Sands President Robert DeSalvio wouldn't comment on the matter, but city officials acknowledged that demolition of former Bethlehem Steel land is proving to be more difficult than the developers expected.

Not only are concrete foundations thicker and deeper than anyone figured, but the ore pit where the casino will be built must be filled and the fill compacted before the first brick can be laid.

"If it's delay, and that's still an if, it will be disappointing but not surprising," said Tony Hanna, Bethlehem's director of community and economic development.

"That's a brownfield site, and they picked the toughest area of the site to locate the casino. I'd rather them do this right than rush to make some deadline."

Sands BethWorks is building a $600 million development that's to include a casino with 3,000 slot machines, a 300-room hotel, an events center and a shopping mall.

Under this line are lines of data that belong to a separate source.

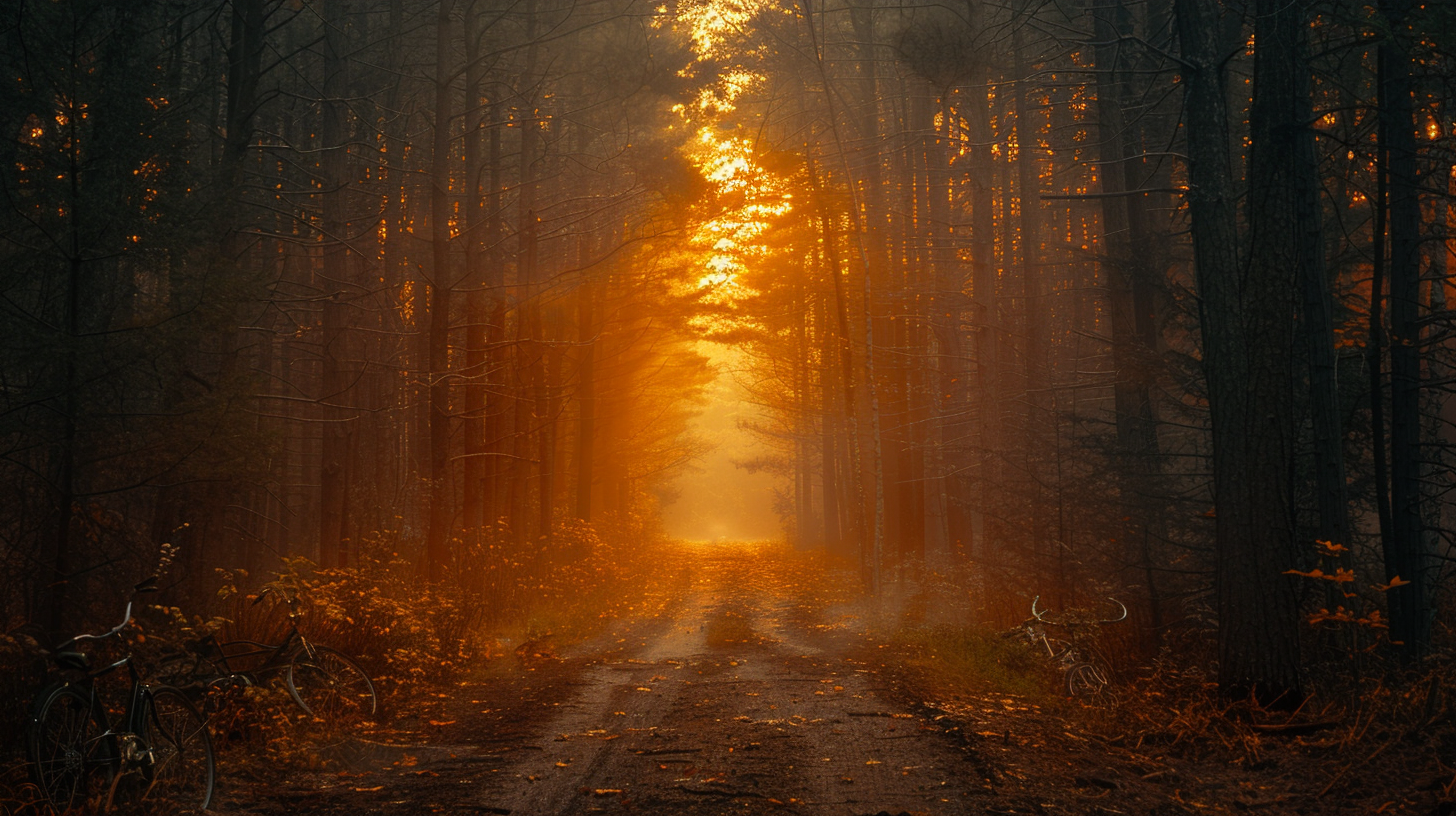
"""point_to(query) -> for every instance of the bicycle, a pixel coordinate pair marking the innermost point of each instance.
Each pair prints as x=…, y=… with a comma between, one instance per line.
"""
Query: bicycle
x=323, y=682
x=160, y=755
x=1085, y=673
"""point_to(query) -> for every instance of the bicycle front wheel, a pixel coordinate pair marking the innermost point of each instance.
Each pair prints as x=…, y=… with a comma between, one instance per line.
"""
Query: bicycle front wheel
x=331, y=687
x=73, y=756
x=182, y=768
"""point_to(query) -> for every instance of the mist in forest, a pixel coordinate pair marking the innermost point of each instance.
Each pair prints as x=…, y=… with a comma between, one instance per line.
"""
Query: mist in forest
x=724, y=496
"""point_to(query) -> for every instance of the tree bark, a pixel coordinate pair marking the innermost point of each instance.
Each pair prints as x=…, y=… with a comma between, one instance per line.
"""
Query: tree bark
x=437, y=547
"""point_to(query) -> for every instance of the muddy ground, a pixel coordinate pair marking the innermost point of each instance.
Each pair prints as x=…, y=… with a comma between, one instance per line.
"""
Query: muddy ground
x=746, y=695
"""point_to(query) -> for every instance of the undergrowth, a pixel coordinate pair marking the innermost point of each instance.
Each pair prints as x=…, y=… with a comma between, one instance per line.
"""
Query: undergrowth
x=412, y=640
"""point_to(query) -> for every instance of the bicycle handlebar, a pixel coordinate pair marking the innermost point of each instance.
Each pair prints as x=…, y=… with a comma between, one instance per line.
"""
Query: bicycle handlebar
x=149, y=585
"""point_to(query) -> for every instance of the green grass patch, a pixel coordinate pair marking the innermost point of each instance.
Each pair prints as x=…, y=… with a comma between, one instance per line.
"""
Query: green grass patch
x=970, y=660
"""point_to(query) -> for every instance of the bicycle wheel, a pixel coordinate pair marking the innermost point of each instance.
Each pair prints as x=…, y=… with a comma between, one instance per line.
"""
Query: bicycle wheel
x=72, y=755
x=181, y=773
x=1086, y=681
x=331, y=687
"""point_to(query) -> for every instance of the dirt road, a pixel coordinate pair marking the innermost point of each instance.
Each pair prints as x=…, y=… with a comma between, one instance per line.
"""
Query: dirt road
x=747, y=689
x=743, y=698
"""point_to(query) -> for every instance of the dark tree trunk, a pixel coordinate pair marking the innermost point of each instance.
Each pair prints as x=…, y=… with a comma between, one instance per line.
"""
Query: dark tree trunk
x=1405, y=554
x=437, y=547
x=334, y=477
x=1245, y=341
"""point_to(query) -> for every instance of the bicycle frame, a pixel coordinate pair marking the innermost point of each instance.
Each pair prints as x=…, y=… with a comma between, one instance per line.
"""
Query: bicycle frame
x=127, y=752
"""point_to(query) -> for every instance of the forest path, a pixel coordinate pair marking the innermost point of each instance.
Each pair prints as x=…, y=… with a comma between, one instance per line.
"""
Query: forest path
x=747, y=697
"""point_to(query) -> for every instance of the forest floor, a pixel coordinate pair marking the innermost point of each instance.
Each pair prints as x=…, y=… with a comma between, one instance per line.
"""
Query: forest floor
x=750, y=691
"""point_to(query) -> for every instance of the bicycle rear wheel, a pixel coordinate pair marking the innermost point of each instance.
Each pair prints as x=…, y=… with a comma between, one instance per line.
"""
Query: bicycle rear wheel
x=1086, y=681
x=182, y=768
x=331, y=687
x=72, y=755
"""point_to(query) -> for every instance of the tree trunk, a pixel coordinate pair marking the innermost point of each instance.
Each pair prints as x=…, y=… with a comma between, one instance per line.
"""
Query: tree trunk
x=437, y=547
x=1405, y=554
x=1244, y=338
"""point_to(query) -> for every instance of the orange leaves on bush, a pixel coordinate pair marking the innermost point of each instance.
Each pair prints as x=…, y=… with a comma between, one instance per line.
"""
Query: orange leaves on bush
x=1340, y=576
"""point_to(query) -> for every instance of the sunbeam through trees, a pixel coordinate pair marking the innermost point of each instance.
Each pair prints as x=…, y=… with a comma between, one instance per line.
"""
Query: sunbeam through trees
x=430, y=331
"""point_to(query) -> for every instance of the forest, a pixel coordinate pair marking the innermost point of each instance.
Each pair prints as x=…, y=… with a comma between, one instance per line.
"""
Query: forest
x=414, y=308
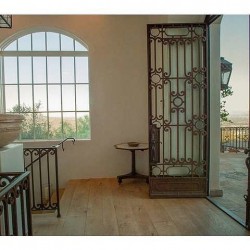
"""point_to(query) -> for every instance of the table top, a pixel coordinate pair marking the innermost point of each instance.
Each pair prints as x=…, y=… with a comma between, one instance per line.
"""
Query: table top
x=125, y=146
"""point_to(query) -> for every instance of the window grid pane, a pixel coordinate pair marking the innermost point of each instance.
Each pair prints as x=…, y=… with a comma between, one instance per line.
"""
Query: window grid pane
x=51, y=91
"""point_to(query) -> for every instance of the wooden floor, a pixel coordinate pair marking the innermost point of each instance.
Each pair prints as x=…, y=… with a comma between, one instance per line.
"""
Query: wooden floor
x=102, y=207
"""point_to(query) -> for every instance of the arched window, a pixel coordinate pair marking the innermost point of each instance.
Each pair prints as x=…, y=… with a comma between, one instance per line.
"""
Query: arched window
x=44, y=76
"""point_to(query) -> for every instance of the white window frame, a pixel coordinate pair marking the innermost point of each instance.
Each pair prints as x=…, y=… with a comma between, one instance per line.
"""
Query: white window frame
x=46, y=54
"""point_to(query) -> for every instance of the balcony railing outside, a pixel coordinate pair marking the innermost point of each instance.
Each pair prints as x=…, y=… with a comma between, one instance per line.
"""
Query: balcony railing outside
x=234, y=138
x=15, y=213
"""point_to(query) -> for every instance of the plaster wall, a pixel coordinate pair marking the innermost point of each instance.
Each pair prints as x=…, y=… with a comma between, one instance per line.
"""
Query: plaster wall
x=118, y=91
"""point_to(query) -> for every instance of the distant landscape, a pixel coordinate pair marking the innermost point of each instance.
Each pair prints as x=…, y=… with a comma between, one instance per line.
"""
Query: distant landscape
x=238, y=119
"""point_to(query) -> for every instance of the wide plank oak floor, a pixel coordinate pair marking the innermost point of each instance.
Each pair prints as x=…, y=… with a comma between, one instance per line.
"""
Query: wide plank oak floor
x=102, y=207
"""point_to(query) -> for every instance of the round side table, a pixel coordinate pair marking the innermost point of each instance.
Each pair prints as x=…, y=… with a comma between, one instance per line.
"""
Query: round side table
x=132, y=174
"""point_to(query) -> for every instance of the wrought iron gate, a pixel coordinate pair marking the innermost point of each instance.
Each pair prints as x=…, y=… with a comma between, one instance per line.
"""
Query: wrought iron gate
x=178, y=110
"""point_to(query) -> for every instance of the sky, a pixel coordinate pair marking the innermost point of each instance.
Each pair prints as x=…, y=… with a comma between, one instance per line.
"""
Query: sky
x=235, y=49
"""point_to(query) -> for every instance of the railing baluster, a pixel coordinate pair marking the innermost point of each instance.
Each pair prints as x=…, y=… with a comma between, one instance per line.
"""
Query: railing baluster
x=14, y=217
x=22, y=210
x=6, y=218
x=36, y=165
x=13, y=212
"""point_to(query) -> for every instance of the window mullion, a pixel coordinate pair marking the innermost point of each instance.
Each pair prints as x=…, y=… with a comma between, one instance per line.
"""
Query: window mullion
x=2, y=87
x=62, y=127
x=47, y=88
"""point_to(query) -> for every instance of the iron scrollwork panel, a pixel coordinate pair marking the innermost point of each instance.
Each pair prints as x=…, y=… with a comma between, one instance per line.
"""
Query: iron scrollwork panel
x=178, y=99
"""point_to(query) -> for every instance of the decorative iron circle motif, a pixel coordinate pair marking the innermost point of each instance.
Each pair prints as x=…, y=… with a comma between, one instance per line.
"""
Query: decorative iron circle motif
x=177, y=101
x=156, y=171
x=155, y=78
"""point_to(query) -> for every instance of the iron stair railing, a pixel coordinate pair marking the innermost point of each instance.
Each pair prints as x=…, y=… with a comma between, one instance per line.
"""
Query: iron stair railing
x=43, y=164
x=15, y=212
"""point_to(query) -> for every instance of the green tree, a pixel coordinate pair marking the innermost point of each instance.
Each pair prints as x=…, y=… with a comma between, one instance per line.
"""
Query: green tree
x=65, y=130
x=224, y=114
x=34, y=124
x=83, y=127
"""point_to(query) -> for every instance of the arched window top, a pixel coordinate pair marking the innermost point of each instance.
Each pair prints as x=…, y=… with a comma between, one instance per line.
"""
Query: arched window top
x=45, y=41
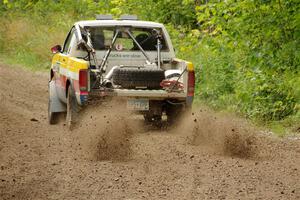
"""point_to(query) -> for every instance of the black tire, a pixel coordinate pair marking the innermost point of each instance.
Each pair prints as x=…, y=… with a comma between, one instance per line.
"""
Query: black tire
x=72, y=108
x=52, y=116
x=138, y=77
x=154, y=120
x=174, y=113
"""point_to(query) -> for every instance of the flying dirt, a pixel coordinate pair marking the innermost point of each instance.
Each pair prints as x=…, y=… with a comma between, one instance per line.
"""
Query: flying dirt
x=112, y=154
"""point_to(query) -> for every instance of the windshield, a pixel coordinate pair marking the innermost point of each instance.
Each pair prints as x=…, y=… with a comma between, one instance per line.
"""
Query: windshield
x=101, y=38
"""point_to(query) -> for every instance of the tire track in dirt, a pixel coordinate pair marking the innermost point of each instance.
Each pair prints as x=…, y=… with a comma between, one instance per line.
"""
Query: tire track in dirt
x=112, y=155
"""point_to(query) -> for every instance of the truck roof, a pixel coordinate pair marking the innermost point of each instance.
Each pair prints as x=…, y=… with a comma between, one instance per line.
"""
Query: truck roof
x=119, y=23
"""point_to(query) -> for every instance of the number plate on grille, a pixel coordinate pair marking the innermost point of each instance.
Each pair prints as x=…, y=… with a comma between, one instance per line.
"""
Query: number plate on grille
x=138, y=104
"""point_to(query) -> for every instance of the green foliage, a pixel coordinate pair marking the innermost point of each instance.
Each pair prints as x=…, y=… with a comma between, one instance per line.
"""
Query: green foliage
x=246, y=52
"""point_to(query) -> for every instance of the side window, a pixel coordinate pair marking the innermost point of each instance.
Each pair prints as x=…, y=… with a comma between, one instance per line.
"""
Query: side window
x=68, y=41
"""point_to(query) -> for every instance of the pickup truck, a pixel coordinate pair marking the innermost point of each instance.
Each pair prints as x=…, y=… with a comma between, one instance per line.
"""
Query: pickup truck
x=125, y=58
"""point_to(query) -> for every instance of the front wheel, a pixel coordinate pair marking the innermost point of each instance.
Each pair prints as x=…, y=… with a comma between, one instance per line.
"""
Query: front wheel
x=72, y=108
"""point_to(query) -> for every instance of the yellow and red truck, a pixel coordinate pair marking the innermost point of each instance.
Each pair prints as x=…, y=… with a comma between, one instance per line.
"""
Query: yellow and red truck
x=124, y=58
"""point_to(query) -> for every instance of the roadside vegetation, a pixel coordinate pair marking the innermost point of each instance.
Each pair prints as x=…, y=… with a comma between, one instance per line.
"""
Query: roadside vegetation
x=246, y=52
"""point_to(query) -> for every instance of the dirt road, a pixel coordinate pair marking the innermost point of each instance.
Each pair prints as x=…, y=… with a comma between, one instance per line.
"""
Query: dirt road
x=113, y=156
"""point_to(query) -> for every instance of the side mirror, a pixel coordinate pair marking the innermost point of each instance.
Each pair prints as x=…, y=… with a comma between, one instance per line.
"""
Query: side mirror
x=56, y=49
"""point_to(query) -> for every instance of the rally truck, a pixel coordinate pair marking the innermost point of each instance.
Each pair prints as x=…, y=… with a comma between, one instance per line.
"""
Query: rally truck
x=121, y=58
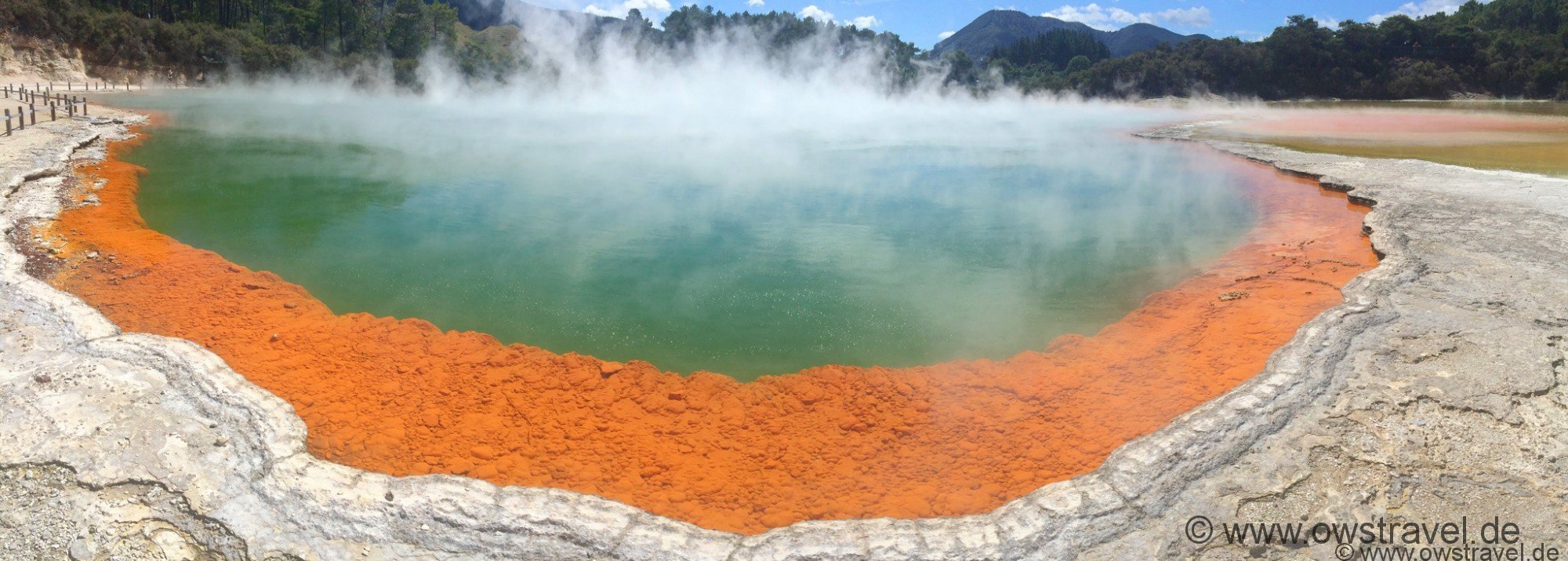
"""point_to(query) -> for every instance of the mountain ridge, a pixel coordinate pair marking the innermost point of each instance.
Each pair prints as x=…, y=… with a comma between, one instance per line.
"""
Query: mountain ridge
x=1003, y=27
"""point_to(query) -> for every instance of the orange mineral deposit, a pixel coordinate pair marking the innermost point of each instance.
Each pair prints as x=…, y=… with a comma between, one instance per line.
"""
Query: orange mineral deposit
x=830, y=443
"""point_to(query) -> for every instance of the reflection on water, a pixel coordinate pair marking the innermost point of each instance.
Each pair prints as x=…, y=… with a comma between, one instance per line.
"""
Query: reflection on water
x=742, y=248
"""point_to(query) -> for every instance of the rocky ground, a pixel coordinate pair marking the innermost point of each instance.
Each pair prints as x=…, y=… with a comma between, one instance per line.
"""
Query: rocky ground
x=1432, y=394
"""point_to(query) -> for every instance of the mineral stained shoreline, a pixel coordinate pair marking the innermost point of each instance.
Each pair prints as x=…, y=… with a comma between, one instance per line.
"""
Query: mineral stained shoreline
x=1432, y=392
x=832, y=443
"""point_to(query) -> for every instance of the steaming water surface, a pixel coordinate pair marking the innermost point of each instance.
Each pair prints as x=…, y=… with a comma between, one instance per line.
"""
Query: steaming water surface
x=739, y=242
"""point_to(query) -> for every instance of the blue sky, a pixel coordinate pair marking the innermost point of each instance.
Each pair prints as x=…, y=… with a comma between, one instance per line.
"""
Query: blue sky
x=924, y=20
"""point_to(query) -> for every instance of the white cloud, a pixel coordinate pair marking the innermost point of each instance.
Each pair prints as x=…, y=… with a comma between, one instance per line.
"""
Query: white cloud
x=863, y=22
x=650, y=8
x=816, y=13
x=1186, y=17
x=1421, y=8
x=1112, y=17
x=1095, y=16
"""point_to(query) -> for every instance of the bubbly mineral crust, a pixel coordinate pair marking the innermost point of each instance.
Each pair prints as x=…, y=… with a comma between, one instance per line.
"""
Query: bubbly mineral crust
x=1432, y=392
x=833, y=443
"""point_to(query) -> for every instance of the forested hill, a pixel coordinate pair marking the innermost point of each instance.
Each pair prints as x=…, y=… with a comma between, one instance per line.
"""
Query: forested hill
x=1004, y=27
x=209, y=38
x=1506, y=49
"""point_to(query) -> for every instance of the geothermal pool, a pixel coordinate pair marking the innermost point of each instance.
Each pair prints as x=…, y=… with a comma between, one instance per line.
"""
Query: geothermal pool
x=747, y=253
x=915, y=260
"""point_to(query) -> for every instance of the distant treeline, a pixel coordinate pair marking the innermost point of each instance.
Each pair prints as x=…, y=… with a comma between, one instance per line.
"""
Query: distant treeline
x=261, y=36
x=1506, y=47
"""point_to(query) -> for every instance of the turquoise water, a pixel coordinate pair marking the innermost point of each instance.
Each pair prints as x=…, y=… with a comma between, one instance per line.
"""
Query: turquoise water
x=727, y=245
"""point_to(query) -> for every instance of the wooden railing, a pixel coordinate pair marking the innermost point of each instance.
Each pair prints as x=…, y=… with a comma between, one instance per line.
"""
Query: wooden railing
x=93, y=85
x=35, y=102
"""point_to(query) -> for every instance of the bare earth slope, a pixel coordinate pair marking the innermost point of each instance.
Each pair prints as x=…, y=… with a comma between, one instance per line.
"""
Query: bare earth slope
x=1431, y=394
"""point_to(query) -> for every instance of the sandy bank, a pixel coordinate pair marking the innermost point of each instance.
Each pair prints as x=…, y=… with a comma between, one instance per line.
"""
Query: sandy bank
x=1348, y=419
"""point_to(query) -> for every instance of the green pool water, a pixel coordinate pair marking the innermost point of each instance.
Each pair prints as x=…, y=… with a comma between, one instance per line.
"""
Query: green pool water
x=749, y=248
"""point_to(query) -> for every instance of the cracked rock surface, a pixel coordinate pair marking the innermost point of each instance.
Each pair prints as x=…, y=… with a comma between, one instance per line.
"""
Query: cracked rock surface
x=1432, y=392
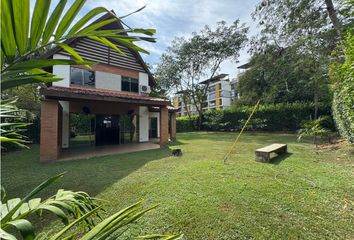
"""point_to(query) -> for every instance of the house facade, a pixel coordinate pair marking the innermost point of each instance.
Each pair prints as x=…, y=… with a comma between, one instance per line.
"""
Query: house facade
x=220, y=95
x=114, y=92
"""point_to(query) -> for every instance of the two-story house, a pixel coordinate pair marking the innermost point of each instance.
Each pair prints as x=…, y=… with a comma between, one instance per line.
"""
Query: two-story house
x=114, y=89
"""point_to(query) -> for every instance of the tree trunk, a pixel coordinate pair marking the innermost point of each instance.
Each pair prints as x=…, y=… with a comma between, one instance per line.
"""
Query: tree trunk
x=333, y=16
x=316, y=98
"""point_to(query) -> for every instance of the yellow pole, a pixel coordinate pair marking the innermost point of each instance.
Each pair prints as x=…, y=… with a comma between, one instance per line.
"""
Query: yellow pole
x=243, y=128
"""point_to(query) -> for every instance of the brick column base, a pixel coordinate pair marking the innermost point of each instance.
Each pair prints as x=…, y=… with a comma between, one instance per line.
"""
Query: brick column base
x=49, y=144
x=163, y=126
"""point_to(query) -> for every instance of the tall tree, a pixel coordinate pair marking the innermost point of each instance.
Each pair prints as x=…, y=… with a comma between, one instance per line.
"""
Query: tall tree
x=312, y=27
x=189, y=61
x=281, y=75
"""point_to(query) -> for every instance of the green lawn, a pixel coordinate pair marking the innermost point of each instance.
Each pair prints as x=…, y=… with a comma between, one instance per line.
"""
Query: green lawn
x=306, y=194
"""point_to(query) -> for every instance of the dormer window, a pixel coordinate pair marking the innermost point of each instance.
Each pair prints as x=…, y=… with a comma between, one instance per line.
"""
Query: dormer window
x=82, y=77
x=130, y=84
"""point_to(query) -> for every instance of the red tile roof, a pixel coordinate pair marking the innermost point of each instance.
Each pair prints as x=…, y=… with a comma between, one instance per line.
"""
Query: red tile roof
x=100, y=94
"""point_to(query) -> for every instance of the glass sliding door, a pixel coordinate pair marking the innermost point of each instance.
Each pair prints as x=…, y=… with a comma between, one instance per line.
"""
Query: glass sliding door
x=107, y=129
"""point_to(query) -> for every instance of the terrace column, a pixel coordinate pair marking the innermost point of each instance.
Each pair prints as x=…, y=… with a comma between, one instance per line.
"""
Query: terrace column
x=173, y=126
x=50, y=130
x=163, y=126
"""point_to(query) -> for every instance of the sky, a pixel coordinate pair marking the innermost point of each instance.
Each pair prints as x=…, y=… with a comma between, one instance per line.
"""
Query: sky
x=177, y=18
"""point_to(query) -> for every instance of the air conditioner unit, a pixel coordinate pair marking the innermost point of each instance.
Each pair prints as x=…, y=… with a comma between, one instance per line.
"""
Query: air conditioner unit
x=145, y=89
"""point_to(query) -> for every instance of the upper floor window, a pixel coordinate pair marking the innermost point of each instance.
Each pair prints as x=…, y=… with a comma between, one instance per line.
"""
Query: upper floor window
x=82, y=77
x=130, y=84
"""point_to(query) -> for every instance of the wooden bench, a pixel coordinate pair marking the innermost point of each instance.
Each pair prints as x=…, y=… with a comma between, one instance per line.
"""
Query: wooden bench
x=263, y=154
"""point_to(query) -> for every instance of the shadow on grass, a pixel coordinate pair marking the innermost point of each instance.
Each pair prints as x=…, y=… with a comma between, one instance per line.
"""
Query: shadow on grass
x=21, y=171
x=279, y=158
x=176, y=143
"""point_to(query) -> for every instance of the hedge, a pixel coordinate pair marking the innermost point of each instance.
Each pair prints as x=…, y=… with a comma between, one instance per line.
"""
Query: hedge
x=277, y=117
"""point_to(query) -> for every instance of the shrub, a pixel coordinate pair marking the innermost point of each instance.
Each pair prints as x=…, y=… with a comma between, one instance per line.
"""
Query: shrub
x=318, y=129
x=342, y=74
x=274, y=117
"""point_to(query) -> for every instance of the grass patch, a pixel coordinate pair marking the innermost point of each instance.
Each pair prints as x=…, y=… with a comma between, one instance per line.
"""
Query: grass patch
x=307, y=194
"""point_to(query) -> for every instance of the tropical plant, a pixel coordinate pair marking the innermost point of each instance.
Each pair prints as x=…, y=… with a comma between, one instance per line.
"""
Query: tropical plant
x=74, y=209
x=316, y=129
x=10, y=127
x=26, y=37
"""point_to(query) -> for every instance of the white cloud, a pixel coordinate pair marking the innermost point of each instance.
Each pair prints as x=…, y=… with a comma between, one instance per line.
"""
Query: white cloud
x=173, y=18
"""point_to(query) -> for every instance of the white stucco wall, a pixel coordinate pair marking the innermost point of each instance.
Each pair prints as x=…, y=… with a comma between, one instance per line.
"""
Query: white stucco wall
x=143, y=80
x=62, y=71
x=143, y=124
x=108, y=81
x=157, y=115
x=65, y=124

Sands originally planned a July 2008 opening, but pushed that back to December 2008.

Now it appears the project could be pushed into 2009, as demolition crews try to plow through the massive former steel buildings.

"There's a lot more concrete down there than anyone anticipated," said Frank Devlin, Sands director of construction. "You look into some of those foundations and they just keep going down and down."

That's because those aren't just ordinary building foundations, said Charlie Martin, a former Bethlehem Steel chief engineer.

Some have walls that are 6 feet thick, and some include concrete pits that sink an additional 15 feet into the ground.

Several of the building foundations, including those for the steel foundry and the roll foundry, were built not only to support those buildings, but also massive overhead cranes.

"Some of those cranes had weight capacities of more than 100 tons," Martin said. "Oh, they're going to have fun with those foundations."